Thursday, November 15, 2012

How I work - Google Docs

Most of the time when I leave my home office, I take only a tablet, either an iPad or Nexus 7.

My editors prefer plain HTML with separate image files. They can work with Word files, but strip out most of the formatting. I use Word mostly for the editing tools such as auto-correct, word count, and grammar checking.

There are a lot of make-do products that let you work with Microsoft Word documents. Office 365, the web version of Office, is one of them. You access it through a browser from any device. In addition, I could use WordPress or similar blogging product to create my docs.

Google Docs provides a good editing environment for documents, covering the basic features of headers, styled paragraphs, links, and images. A recently added features permits offline access to files. I can edit my my files when not connected to the Internet.

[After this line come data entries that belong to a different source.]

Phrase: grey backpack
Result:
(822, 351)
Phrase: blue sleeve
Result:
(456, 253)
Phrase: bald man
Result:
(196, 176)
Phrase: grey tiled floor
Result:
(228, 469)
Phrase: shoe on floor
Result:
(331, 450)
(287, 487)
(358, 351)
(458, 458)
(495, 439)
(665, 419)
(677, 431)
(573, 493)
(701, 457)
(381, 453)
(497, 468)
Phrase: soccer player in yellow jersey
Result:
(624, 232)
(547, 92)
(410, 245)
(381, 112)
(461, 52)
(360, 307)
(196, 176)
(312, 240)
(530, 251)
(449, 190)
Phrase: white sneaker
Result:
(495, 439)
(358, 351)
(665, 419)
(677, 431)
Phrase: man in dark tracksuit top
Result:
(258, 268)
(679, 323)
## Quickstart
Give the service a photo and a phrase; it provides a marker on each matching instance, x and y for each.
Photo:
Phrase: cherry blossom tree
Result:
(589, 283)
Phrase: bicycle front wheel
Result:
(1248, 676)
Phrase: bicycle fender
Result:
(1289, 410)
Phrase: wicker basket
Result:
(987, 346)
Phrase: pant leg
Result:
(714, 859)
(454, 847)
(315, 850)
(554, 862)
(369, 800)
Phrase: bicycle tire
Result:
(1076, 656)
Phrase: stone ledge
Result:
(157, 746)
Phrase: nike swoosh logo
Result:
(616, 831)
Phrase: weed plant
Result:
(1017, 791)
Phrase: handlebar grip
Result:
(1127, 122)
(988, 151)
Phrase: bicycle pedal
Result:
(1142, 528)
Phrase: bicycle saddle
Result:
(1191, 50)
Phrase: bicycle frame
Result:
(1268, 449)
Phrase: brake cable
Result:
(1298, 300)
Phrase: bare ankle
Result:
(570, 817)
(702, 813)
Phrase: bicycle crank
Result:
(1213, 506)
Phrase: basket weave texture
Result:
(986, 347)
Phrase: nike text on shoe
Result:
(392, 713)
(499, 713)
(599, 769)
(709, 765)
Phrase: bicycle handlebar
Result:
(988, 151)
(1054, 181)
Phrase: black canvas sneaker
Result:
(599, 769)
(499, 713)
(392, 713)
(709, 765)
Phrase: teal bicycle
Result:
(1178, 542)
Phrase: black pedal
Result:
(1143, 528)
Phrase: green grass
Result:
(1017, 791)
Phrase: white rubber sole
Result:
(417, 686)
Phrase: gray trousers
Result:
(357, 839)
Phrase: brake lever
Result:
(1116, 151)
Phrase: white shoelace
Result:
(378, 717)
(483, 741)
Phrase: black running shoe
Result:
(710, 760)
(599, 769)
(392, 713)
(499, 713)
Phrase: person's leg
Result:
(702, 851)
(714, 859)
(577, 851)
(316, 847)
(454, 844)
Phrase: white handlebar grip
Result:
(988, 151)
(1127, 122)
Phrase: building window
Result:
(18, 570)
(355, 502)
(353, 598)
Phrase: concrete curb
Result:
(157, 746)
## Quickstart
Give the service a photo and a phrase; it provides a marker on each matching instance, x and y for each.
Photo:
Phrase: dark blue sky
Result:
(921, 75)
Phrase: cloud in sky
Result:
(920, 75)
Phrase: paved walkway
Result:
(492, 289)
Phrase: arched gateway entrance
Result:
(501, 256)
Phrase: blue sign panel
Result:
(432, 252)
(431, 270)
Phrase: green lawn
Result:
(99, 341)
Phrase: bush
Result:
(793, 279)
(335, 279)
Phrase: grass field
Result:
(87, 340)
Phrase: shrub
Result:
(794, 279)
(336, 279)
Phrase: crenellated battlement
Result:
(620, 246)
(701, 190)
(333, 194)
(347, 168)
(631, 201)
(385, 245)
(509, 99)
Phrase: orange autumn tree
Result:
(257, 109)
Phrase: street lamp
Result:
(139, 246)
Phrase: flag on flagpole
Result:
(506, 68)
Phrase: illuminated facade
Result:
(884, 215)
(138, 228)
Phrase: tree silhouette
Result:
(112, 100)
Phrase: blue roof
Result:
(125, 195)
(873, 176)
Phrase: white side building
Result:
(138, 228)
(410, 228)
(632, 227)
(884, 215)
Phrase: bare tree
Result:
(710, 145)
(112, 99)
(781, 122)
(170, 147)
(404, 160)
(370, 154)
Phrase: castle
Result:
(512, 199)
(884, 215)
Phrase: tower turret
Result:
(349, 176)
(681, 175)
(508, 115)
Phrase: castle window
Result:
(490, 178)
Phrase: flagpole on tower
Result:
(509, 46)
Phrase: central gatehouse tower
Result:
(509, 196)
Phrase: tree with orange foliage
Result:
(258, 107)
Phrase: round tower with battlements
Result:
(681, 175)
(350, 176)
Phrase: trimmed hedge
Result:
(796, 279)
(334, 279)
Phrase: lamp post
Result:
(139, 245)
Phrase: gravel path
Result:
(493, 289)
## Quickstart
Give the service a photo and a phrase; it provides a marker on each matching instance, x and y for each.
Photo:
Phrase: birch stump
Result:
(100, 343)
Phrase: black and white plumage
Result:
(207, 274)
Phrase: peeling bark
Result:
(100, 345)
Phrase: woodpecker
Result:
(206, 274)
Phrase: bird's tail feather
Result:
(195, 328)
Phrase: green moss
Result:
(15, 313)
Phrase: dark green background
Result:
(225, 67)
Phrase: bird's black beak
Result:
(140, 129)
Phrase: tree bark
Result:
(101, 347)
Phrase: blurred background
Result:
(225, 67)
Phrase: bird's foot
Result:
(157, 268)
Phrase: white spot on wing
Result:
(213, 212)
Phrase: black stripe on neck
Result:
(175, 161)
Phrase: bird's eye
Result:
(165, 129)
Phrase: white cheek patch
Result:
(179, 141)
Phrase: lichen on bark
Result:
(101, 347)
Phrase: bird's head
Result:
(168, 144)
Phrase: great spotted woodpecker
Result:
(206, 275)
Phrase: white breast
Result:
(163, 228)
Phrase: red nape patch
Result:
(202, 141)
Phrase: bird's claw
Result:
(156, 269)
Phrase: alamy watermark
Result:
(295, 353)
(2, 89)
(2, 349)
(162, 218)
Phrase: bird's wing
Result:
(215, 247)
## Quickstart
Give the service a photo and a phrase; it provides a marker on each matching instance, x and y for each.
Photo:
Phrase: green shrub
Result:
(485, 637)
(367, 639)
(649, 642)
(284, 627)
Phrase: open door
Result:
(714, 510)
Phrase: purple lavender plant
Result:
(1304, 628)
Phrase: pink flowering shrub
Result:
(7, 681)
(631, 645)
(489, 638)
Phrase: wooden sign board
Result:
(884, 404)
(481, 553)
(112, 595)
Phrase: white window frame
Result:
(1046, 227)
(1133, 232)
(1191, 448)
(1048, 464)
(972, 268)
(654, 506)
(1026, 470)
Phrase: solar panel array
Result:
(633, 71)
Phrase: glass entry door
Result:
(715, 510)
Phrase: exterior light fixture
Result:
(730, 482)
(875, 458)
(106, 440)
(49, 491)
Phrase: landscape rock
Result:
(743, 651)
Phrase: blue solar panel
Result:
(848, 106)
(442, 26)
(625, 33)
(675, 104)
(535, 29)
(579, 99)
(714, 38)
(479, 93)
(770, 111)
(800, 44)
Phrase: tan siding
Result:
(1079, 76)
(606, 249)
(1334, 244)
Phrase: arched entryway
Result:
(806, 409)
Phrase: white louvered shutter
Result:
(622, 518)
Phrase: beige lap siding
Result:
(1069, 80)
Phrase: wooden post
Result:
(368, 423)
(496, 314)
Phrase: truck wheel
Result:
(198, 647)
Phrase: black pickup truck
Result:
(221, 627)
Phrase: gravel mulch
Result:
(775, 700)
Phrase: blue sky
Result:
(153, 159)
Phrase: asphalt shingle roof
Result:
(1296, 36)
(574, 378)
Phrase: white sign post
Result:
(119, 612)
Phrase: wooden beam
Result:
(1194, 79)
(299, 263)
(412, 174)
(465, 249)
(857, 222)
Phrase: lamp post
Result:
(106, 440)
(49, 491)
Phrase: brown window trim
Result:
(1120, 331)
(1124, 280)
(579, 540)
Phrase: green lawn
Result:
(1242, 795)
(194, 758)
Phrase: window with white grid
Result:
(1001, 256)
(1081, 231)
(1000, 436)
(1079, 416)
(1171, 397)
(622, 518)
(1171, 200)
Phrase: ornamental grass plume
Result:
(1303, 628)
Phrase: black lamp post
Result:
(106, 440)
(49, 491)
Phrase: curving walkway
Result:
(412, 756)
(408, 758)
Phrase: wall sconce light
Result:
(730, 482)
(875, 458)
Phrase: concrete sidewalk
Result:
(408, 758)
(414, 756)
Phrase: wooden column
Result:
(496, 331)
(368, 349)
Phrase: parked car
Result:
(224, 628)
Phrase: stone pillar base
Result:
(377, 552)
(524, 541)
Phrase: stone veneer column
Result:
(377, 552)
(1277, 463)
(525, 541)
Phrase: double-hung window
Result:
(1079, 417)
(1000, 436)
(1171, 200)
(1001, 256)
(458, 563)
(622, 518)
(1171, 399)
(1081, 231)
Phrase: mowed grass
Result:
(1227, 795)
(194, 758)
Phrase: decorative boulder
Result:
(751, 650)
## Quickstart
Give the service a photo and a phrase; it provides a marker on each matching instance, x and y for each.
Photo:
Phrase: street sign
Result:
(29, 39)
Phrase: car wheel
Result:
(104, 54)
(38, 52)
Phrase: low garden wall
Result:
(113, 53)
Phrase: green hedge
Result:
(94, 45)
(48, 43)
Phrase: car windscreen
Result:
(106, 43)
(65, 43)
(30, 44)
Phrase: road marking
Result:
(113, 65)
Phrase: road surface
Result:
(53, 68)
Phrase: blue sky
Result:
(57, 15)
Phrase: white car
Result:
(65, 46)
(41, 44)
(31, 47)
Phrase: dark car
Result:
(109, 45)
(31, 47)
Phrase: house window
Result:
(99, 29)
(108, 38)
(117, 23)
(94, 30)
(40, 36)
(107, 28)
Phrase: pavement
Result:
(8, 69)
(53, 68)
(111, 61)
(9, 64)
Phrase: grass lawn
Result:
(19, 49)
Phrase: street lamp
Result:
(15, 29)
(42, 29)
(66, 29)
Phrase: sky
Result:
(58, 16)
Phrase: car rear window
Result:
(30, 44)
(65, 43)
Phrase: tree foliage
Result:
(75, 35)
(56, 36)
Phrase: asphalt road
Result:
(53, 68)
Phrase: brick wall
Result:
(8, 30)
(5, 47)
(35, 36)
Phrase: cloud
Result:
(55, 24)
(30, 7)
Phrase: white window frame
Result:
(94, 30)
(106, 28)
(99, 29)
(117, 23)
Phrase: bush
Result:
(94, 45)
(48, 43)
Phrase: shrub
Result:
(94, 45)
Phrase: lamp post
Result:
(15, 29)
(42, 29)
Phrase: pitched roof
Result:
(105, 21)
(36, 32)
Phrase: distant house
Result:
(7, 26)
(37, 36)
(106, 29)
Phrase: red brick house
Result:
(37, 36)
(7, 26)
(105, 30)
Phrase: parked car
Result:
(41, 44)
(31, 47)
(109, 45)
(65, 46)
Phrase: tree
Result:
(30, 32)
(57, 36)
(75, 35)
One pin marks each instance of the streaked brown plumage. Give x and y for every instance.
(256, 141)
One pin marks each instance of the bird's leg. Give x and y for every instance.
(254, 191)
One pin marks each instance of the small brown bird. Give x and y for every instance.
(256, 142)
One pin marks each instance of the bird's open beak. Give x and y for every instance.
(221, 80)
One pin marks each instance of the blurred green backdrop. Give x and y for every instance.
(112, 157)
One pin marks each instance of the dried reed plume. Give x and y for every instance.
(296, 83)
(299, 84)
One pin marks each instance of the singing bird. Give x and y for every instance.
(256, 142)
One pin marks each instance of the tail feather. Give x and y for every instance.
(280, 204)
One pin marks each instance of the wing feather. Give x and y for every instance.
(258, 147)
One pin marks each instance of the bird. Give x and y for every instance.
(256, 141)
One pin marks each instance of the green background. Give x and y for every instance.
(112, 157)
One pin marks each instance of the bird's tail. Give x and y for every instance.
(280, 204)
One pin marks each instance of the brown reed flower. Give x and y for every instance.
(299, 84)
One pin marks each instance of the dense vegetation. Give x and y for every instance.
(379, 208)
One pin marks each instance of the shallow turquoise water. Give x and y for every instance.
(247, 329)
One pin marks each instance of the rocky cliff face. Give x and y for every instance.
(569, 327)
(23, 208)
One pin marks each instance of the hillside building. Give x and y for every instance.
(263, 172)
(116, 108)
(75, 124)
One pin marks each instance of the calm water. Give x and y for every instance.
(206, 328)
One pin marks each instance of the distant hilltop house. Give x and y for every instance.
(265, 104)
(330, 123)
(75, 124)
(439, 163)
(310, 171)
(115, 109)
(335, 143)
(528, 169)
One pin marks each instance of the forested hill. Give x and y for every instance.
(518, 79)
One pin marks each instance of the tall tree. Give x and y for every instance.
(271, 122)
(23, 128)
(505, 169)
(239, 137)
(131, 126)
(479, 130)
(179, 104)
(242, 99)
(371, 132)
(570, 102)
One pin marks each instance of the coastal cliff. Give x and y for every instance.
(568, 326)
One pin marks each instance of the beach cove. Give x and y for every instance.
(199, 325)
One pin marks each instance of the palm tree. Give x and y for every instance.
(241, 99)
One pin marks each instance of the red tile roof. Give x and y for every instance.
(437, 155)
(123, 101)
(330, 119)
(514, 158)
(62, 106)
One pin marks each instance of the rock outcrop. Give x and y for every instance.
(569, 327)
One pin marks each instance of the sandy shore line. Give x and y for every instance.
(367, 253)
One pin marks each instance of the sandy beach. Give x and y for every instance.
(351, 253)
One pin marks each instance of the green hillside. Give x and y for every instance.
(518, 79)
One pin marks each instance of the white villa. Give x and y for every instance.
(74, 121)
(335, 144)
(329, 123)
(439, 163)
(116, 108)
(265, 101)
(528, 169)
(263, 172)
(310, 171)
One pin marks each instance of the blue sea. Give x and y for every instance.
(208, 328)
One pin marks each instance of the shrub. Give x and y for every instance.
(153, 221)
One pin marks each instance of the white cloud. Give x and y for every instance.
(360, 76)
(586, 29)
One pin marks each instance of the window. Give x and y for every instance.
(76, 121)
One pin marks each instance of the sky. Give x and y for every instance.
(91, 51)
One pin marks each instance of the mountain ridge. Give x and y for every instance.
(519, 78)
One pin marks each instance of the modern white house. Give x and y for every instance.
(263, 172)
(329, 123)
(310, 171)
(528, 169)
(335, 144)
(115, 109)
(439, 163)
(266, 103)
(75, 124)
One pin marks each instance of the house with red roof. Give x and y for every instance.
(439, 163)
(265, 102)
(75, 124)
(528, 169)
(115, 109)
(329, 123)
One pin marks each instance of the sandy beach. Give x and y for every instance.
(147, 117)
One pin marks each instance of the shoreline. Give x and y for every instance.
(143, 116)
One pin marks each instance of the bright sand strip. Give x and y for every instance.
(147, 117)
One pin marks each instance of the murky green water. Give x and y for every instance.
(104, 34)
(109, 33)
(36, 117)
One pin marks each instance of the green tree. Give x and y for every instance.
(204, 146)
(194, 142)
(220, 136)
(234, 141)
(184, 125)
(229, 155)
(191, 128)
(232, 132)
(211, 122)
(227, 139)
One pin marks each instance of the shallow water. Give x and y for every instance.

Google Docs will synchronize the edited docs when I reconnect.

The trouble with Office 365 and Google Docs is that the HTML output that they generate gives spaghetti code a bad name. It's bloated and doesn't create a separate CSS file to segregate the formatting code.

I'm trying a cleanup tool called Tidy-HTML5. It's an experimental variant on the tidy/html-tidy family of tools. It has a -gdoc switch that cleans up the HTML. Tidy-HTML5 requires a *nix environment where you can compile the tool. It works well on Cygwin.

The Android version of Google Drive (the app that provides docs and spreadsheets) doesn't support direct editing of spreadsheets. You can open the spreadsheet in your browser  and make edits there. I've tested spreadsheet editing in Safari and Chrome on the iPad and Chrome on the Nexus 7.